Using pre-trained document types
- Updated: 2024/09/12
Using pre-trained document types
A pre-trained document type is a model that has already been trained on a large dataset of similar documents, such as invoices, arrival notices, and bills of lading.
Overview
The pre-training is done either in-house or by third-party providers, so customers do not need to do it themselves. These document types are designed to extract key-value pairs, data from tables, and unstructured information from documents of the same or similar types. Pre-trained document types, or pre-trained models, come with a set of predefined fields that users can select and customize when creating a learning instance.
Use pre-trained document types to achieve the following:
- Rapid deployment
- Quickly implement document extraction processes by saving time in creating, training, and deploying custom models.
- Improved accuracy
- As these document types are trained on large document sets, they provide higher accuracy compared with custom document types.
Pre-trained document types are supplied by extraction providers. An extraction provider is a service that specializes in processing specific document types and extracting data from documents based on predefined rules or models.
- Automation Anywhere
- This extraction service is developed in-house and trained to extract data from documents such as invoices, arrival notices, bill of lading, and documents of similar types. These document types can optionally connect to generative AI services such as Azure OpenAI or Anthropic to further boost the model’s capabilities for extracting data.
- Google Document AI
- This extraction service is developed by Google and offers pre-trained parsers to extract data from documents such as invoices, receipts, and utility bills. Integrating pre-trained document parsers from Google Document AI in Document Automation allows users to leverage advanced, ready-to-use document processing capabilities.
Support matrix
The following table provides the pre-trained document types supported in Document Automation.

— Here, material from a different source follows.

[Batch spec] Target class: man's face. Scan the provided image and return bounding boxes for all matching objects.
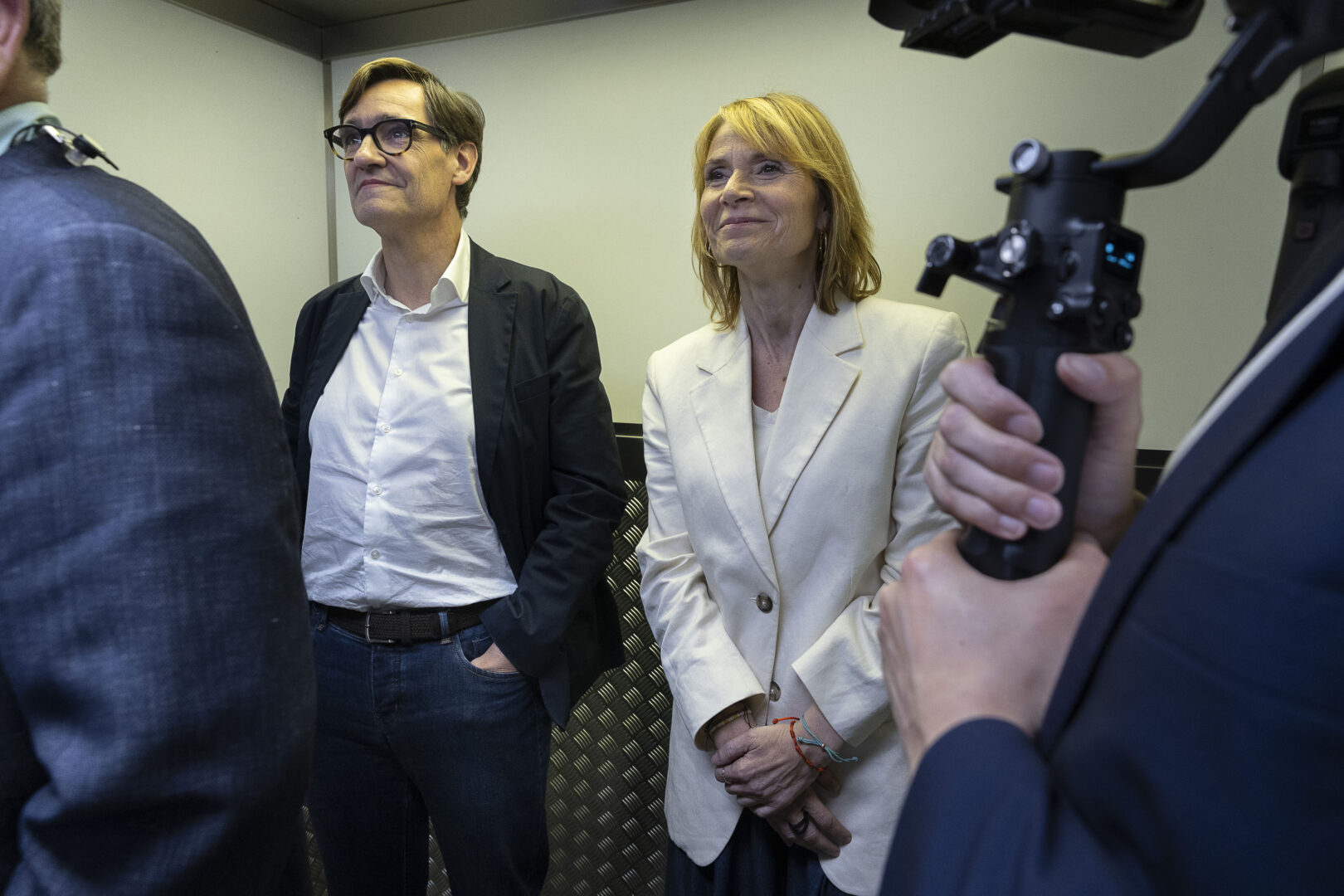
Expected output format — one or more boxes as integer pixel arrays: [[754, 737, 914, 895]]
[[341, 80, 475, 236]]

Document type | Extraction provider | Generative AI provider |
---|---|---|
Invoices | Automation Anywhere | Yes |
Google Document AI | No | |
Arrival Notice | Automation Anywhere | Yes* |
Bill of Lading | Automation Anywhere | Yes* |
Packing List | Automation Anywhere | Yes* |
Receipts | Google Document AI | No |
Utility Bill | Google Document AI | No |
Waybill | Automation Anywhere | Yes* |
*The generative AI provider option is enabled by default and cannot be disabled for this document type.
Note: If you do not find the document type that you want to use, you can use the User-defined document type to support your use case. See Document types: support matrix.